Tom’s right about this. There was nothing in the report’s central findings that I hadn’t already reported, by me and the rest of the throng of Wallace Stegner wannabes writing about water in the West. But that is not meant to be a criticism. In fact, it’s a great report, and I went to some lengths to give it a good ride in this morning’s paper.
Tom’s got his own take on it, but he’s got an interesting point. By definition, the charge of a panel like this is to assemble the existing science. There’s not supposed to be anything new in it. So why is this “news”?
There’s a great old science journalism story I remember hearing once about a conversation between a grizzled old-style journalist in the 1930s and Albert Einstein (I’m paraphrasing from memory here to make a point):
Reporter: What’s new in science, perfesser?
Einstein: Have you reported all the old things?
Tom’s answer to his own question, which I cut above, is that it’s nice to have the research rounded up in one spot. But the point of the perfesser story involves the attempt to try to calibrate what I say against what people reading the paper might not know and need to, new or not.

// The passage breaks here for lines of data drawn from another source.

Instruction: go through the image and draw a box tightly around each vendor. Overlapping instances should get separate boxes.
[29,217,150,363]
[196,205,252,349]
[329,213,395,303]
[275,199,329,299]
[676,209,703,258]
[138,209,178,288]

I chose the ag-urban theme. My conversations with the lay public and my observations of the political debates over water in New Mexico lead me to believe lots of folks don’t understand that 80 percent of the consumptively used water in the arid West is used by agriculture. A refined understanding of drought probabilities or the potential water supply effects of global warming is playing at the margins relative to the ag-urban issue:
Agriculture, which currently uses the vast majority of water in the West, is probably the only place to get enough water for growing cities, the report found.

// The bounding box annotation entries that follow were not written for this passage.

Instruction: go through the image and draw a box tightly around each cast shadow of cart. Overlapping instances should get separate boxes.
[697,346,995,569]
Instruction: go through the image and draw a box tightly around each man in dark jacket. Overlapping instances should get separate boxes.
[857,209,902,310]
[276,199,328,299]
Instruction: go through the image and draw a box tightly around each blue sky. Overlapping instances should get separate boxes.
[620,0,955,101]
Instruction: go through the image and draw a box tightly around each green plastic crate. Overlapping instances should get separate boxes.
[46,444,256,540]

That sets the stage for difficult political and policy choices, according to the report’s authors.
And later, Brad Udall helped me out:
Regionwide, 80 percent of water is used by agriculture, according to the report. In New Mexico, that number is 76 percent, according to the Office of the State Engineer.
“You’ve got to make the system as flexible as possible and enable shifts from agriculture to municipalities as needed,” Brad Udall, director of the Western Water Assessment project at the University of Colorado, said in a telephone interview Wednesday.

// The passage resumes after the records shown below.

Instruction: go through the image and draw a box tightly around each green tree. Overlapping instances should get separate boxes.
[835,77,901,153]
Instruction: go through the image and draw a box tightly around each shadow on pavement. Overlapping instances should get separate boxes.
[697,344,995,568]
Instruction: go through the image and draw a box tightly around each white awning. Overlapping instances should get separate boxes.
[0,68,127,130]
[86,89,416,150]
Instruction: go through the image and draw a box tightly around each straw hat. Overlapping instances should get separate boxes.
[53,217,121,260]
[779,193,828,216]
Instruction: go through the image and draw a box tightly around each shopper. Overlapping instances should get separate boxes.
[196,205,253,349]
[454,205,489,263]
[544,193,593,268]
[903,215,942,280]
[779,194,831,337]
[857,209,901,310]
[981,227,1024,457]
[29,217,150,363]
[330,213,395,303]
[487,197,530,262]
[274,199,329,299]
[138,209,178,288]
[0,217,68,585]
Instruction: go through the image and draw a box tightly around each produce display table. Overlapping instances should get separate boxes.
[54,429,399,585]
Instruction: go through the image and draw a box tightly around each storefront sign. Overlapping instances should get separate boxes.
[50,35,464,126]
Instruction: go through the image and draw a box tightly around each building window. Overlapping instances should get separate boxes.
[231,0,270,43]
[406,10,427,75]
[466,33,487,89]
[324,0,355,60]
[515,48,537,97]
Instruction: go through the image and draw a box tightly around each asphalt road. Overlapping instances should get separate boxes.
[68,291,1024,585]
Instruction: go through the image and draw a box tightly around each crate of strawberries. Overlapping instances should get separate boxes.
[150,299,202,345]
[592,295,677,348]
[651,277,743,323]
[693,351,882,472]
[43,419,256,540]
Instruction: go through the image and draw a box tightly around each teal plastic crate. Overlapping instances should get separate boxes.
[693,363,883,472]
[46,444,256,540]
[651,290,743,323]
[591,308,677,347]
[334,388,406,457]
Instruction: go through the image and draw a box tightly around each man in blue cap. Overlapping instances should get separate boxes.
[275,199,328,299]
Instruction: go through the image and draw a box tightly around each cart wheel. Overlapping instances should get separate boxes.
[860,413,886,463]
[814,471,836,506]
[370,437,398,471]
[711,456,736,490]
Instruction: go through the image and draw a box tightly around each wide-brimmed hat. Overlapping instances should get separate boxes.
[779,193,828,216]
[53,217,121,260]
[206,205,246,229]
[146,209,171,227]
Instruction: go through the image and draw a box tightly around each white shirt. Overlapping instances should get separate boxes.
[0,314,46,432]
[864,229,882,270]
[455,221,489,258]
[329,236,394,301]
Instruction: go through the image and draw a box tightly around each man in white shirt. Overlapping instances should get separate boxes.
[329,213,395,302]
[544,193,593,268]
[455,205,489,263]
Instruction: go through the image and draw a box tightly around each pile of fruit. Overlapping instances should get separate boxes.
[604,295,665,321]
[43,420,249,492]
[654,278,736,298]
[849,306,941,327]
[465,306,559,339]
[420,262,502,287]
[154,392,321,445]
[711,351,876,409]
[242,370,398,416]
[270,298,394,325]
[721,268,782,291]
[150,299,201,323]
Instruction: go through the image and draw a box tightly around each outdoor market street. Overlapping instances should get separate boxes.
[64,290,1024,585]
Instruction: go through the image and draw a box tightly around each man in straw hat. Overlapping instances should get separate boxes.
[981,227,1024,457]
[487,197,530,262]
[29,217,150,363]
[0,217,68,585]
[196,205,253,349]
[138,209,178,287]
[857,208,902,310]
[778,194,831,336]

The point here is to turn the discussion from the scientific findings to the potential policy responses.
Or maybe this was just a cheap chance to quote John Wesley Powell:
“Many droughts will occur,” John Wesley Powell wrote in his epic 1878 “Report on the Lands of the Arid Region,” an effort to acquaint wet-climate Easterners with the peculiar characteristics of the West. “Many seasons in a long series will be fruitless.”
What Powell could not have known is how long and “fruitless” those droughts can be.
Which brings us full circle to the map above, which is from Powell’s “Arid Lands”. It’s a proposal to create political jurisdictions in the West based on natural drainages rather than the artificial sort of state, county etc. boundaries we have now.
Wow, but wouldn’t that have made some of this simpler?
My conversations with the lay public and my observations of the political debates over water in New Mexico lead me to believe lots of folks don’t understand that 80 percent of the consumptively used water in the arid West is used by agriculture.
Folk in CA used that ignorance to frame the arguments over who gets what water in the Imperial Valley – CO River deal a few years back. Those greedy farmers were taking the cities’ water – by god, only 7% of the state GDP came out of ag, but they use ~80% of all our water! What’s wrong with these people?
What’s wrong indeed, when people who feed us and conserve land for cr*ppy future subdivisions only earn 7% of state GDP? What’s wrong with this picture?
Anyway, last-on-the-teat Westlands gave up some of its rights to continue to salinate arid marginal lands and San Diego couch-dwellers were happy. Meanwhile, population grows, water demands increase, and aquatic critters wonder what’s going on, because we live in boxes and can’t see what we do affects the watershed.